WordPress plug-in vulnerability (CVE-2020-35489); the patch is now available for download

Astra Security analyst, Jinson Varghese Behanan, discovered vulnerability in the popular Contact Form 7 plug-in, allowing attackers to bypass the plug-ins filename sanitization protections when uploading files.

The attackers upload a crafted file with arbitrary code on the vulnerable server and then execute this file as a script to run code within.
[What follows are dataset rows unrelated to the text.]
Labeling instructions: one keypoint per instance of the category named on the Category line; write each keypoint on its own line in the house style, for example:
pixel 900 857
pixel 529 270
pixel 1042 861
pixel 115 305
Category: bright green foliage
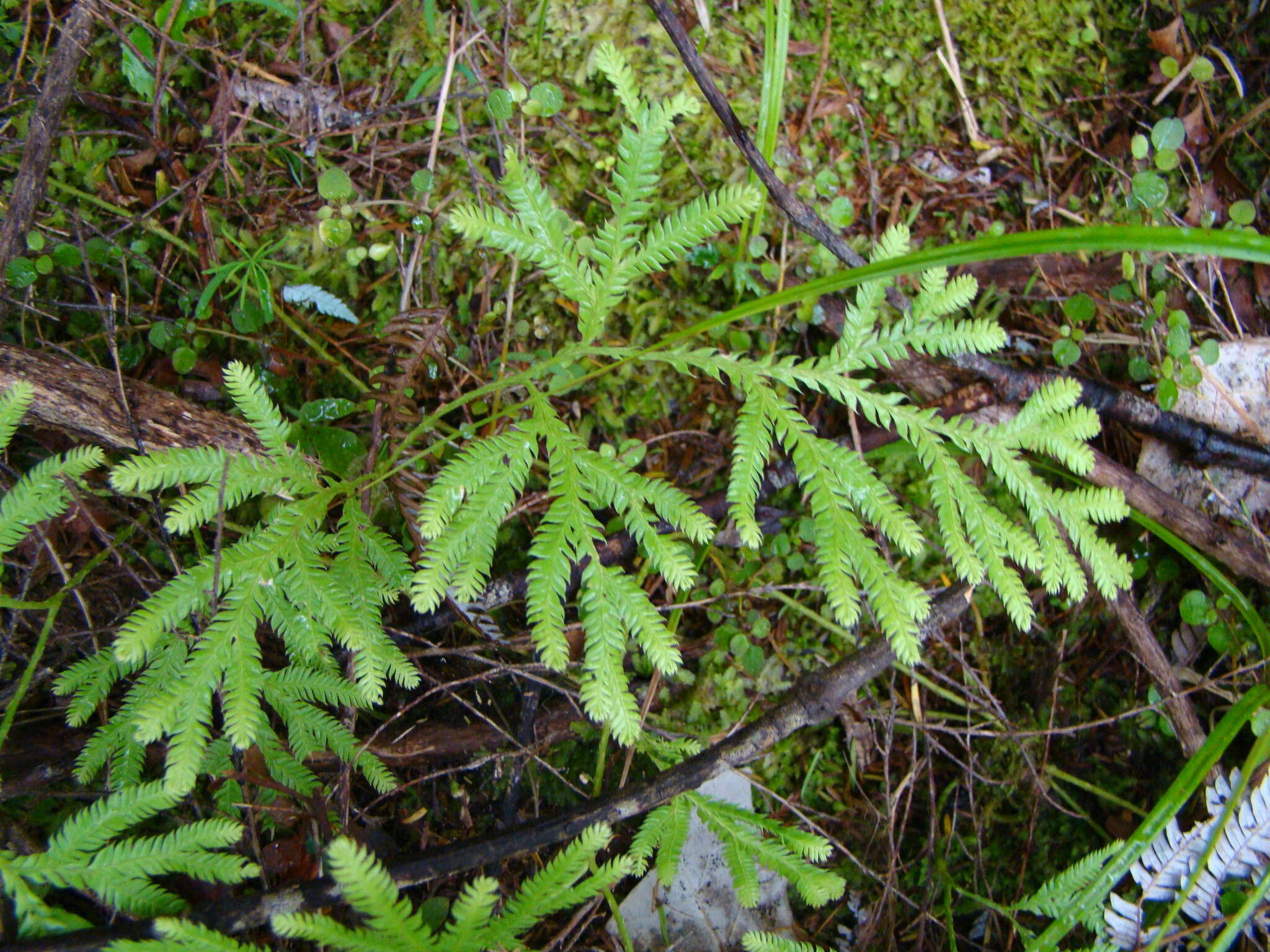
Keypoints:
pixel 1055 895
pixel 848 499
pixel 40 494
pixel 91 853
pixel 596 273
pixel 477 490
pixel 783 850
pixel 851 508
pixel 182 936
pixel 770 942
pixel 471 495
pixel 391 923
pixel 197 637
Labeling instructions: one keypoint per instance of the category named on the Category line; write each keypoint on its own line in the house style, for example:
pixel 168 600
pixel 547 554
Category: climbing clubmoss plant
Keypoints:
pixel 91 852
pixel 388 920
pixel 851 507
pixel 197 639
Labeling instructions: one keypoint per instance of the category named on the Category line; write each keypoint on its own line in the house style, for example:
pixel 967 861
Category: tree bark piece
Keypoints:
pixel 1204 444
pixel 1232 547
pixel 1152 656
pixel 29 188
pixel 84 402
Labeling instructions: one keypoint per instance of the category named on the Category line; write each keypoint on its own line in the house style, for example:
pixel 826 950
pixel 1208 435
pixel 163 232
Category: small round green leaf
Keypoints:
pixel 1078 309
pixel 1150 191
pixel 422 180
pixel 1066 352
pixel 249 318
pixel 1194 607
pixel 1169 134
pixel 66 255
pixel 183 359
pixel 97 250
pixel 1178 343
pixel 549 98
pixel 20 272
pixel 162 333
pixel 1221 640
pixel 499 104
pixel 1242 213
pixel 334 186
pixel 327 409
pixel 334 232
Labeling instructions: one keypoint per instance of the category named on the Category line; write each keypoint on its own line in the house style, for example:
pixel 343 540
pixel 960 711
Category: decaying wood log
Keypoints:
pixel 84 402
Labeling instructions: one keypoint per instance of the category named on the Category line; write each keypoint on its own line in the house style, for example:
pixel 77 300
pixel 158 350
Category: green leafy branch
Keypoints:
pixel 91 853
pixel 196 640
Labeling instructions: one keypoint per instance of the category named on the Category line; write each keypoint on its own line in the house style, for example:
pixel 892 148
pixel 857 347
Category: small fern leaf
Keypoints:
pixel 696 221
pixel 41 494
pixel 314 296
pixel 771 942
pixel 254 404
pixel 13 407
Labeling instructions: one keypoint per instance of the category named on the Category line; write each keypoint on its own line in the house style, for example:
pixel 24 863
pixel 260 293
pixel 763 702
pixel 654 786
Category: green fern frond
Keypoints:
pixel 13 407
pixel 1055 895
pixel 461 513
pixel 41 493
pixel 745 850
pixel 771 942
pixel 318 589
pixel 704 216
pixel 752 444
pixel 254 404
pixel 563 883
pixel 611 61
pixel 391 923
pixel 662 834
pixel 243 478
pixel 88 855
pixel 164 469
pixel 602 685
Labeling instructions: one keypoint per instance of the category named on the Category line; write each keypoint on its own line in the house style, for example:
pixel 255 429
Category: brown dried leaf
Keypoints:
pixel 1203 198
pixel 1168 41
pixel 1197 127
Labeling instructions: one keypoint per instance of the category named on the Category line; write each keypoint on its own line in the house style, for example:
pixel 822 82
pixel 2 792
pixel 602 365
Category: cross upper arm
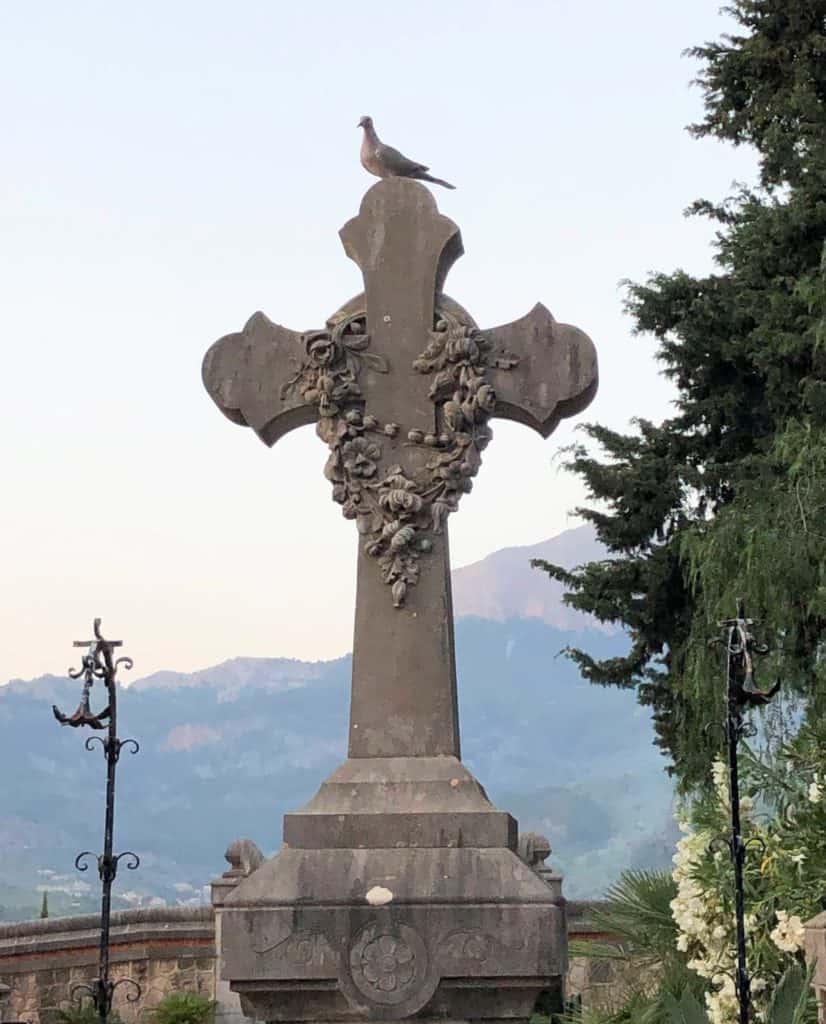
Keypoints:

The security analyst found the unrestricted file upload vulnerability (CVE-2020-35489) during they were doing a security audit for a client.

The issue was in the “includes/formatting.php” file within the Contact Form 7 plug-in code. In the vulnerable versions, the plug-in does not remove special characters from the uploaded filename, including the control character and separators.

 The attackers upload a filename containing double-extensions, separated by a non-printable or special character, for example a file called “abc.pjp    .jpg.” (\t) character is the separator in this example. It appears as (*.jpg) in the client-side interface of the plug-in.

When this file is uploaded to the server, the Contact Form 7 will parse the filename up till the first extension but discard the second one due to the separator. Thus, the filename would become “abc.php” that the attackers access through arbitrary code execution to the server.

This week, Contact Form 7 disclosed this vulnerability in the WordPress plug-in and issued a patch. The patch is available in the version 5.3.2 that can be downloaded from WordPress.

Behanan said, “Seeing the criticality of the vulnerability and the number of WordPress websites using this popular plugin, we quickly reported the vulnerability. The developer was even quicker in issuing a fix. Kudos to the Contact Form 7 team for leading by example”.

Users who are using this plug-in are highly advised to install the latest version of the Contact Form 7 plug-in.